Release 1.0.0 has several significant changes, most notably a completely new configuration mechanism using Spring IOC. This new configuration system introduces some deployment concepts:

  • WaybackCollections define a set of documents via the previously existing ResourceStore and ResourceIndex implementations.
  • AccessPoints define a method by which users can access and interact with a WaybackCollection. A single WaybackCollection may be exposed to users through several AccessPoints simultaneously. Each AccessPoint specifies an access URL, a Query interface, a Replay interface, and several optional access restrictions, including limiting who can connect to the AccessPoint, and which documents in the WaybackCollection are available through the AccessPoint.
This new configuration frameworks allows hosting of hundreds of individual collections within a single wayback installation, each with potentially multiple AccessPoints. This version also includes a major refactoring of the Replay User Interface framework, simplifying extension and the creation of novel replay modes. Specifically, one or more external .jsp files can be used to generate additional HTML content within replayed HTML pages. The Timeline Replay mode has been completely replaced by one of these external .jsp files, which inserts the Timeline banner inside replayed HTML pages.

This version includes a very experimental new Replay mode, domain-prefix replay mode, which performs all markup and recontextualization of replayed HTML documents on the server-side, eliminating the need for client-side Javascript execution. Please ask on the discussion list for assistance in using this Replay mode.

Lastly, this version has some internal improvements which should reduce memory consumption, and the software is now built using maven2.

New Release - 0.8.0, 01/11/2007

Release 0.8.0 offers several new features, most notably a CDX format flat file ResourceIndex implementation, improved character set detection, and many smaller improvements, bug-fixes, and optimizations.

    Major Features:
  • Added Sorted CDX flat file ResourceIndex implementation, allowing for much larger data sets.
  • Improved character set detection so pages are not mangled when server side modification occurs.
  • Several new command-line tools, for generating and updating each ResourceIndex type.
  • Bug-fixes to allow integration with NutchWax full-text searching.

New Release - 0.6.0, 07/14/2006

Release 0.6.0 offers:
  • Timeline Mode - comparable with WERA user interface.
  • Manual Exclusions - allows for blocking sites and paths from the index for specific ranges of time.

New Release - 0.4.0, 03/28/2006

Release 0.4.0 offers many new features and improvements, including:
  • Distributed ARC storage.
  • Improved Javascript and document rewriting for Archival URL replay mode.
  • Several new ResourceIndex implementations: Remote BDB, NutchWax.
  • live web robots.txt caching and retroactive compliance.
  • "Classic" Wayback Machine query User Interface.

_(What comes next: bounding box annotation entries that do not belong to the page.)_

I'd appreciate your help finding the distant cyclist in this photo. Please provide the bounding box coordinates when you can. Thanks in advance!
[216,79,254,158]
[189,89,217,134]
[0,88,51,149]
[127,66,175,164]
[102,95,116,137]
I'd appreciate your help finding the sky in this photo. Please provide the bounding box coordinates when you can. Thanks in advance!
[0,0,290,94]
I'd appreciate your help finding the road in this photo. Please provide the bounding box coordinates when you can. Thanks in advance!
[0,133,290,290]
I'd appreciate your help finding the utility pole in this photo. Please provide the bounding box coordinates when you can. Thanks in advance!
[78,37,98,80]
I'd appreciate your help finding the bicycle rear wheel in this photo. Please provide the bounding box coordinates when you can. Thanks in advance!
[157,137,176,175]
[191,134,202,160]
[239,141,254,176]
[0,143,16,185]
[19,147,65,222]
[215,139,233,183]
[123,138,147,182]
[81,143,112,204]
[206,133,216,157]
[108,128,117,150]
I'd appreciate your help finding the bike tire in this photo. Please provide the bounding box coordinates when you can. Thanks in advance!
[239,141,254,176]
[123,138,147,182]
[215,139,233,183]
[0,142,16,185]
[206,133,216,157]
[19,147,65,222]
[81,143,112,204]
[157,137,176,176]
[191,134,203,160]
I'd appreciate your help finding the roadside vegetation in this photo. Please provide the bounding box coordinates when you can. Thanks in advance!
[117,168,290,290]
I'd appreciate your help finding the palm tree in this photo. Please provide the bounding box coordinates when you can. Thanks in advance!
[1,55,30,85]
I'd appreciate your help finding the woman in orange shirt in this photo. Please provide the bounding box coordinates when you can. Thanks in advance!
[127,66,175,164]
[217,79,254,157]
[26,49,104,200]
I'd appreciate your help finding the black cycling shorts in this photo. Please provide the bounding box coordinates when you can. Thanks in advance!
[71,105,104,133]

First Release - 0.2.0, 12/09/2005

First public release of the open source wayback. See below in the Introduction section for a listing of initial features.

Introduction

wayback is an open source java implementation of the The Internet Archive Wayback Machine. The current production version of the Wayback Machine is implemented in perl, and lacks in maintainability and extensibility. Also, the code is not open source. Primary motivation for the new version is to address these three issues, enabling public distribution of the application, and easy experimentation with new features and access technologies. The current Java version of the Wayback Machine supports two access, or replay modes of operation: "Archival Url" mode and "Proxy" mode. Archival URL mode provides a user experience very close to the current production Wayback Machine. All query and replay access requests can be expressed as URLs. In Archival Url replay mode, HTML documents are delivered with additional Javascript embedded in the page. This Javascript alters the document within the browser, attempting to make links and embedded content refer back to the Wayback Machine by rewriting them as Archival URLs. Proxy URL mode allows replaying of archived documents within a client browser by configuring the browser to proxy all HTTP requests through the Wayback Machine. This has the strong advantage that no Javascript page markup is required to coerce the client browser to request additional URLs and embedded content from the Wayback Machine -- content just works as-is. When used with the Firefox plugin extension, available here , client browsers can navigate between versions of the current document, and the Wayback Machine server will attempt to display images from the same time period as pages being viewed. The Proxy URL mode requires special configuration of the client web browser to access the Wayback Service. This browser configuration is not complex, but it means that content cannot be accessed as a global URL. Timeline Mode allows for navigation between different dates collected of the current page, similar to the WERA application, using framesets. See the User Manual to learn more about access modes.

The current Java version is intended to operate as a standalone webapp, maintaining an index on the machine hosting the webapp. This index contains records of the resources within a set of ARC files, which are also assumed to be stored on the same machine hosting the webapp.

This software includes the capability to scan for ARC files in a specified location, and to automatically index and serve content in newly discovered ARC files as they appear. Directing the Wayback Machine to look for ARC files in the directory where an instance of the Heritrix web crawler is writing ARC output should provide the capability to browse content archived by Heritrix as it is crawled.

The 0.4.0 version includes the capability to retrieve documents from ARC files stored on remote hosts using HTTP 1.1. Please see the User Manual for more information about using this and other new features.

Future versions of this software may integrate more tightly with the Heritrix web crawler application.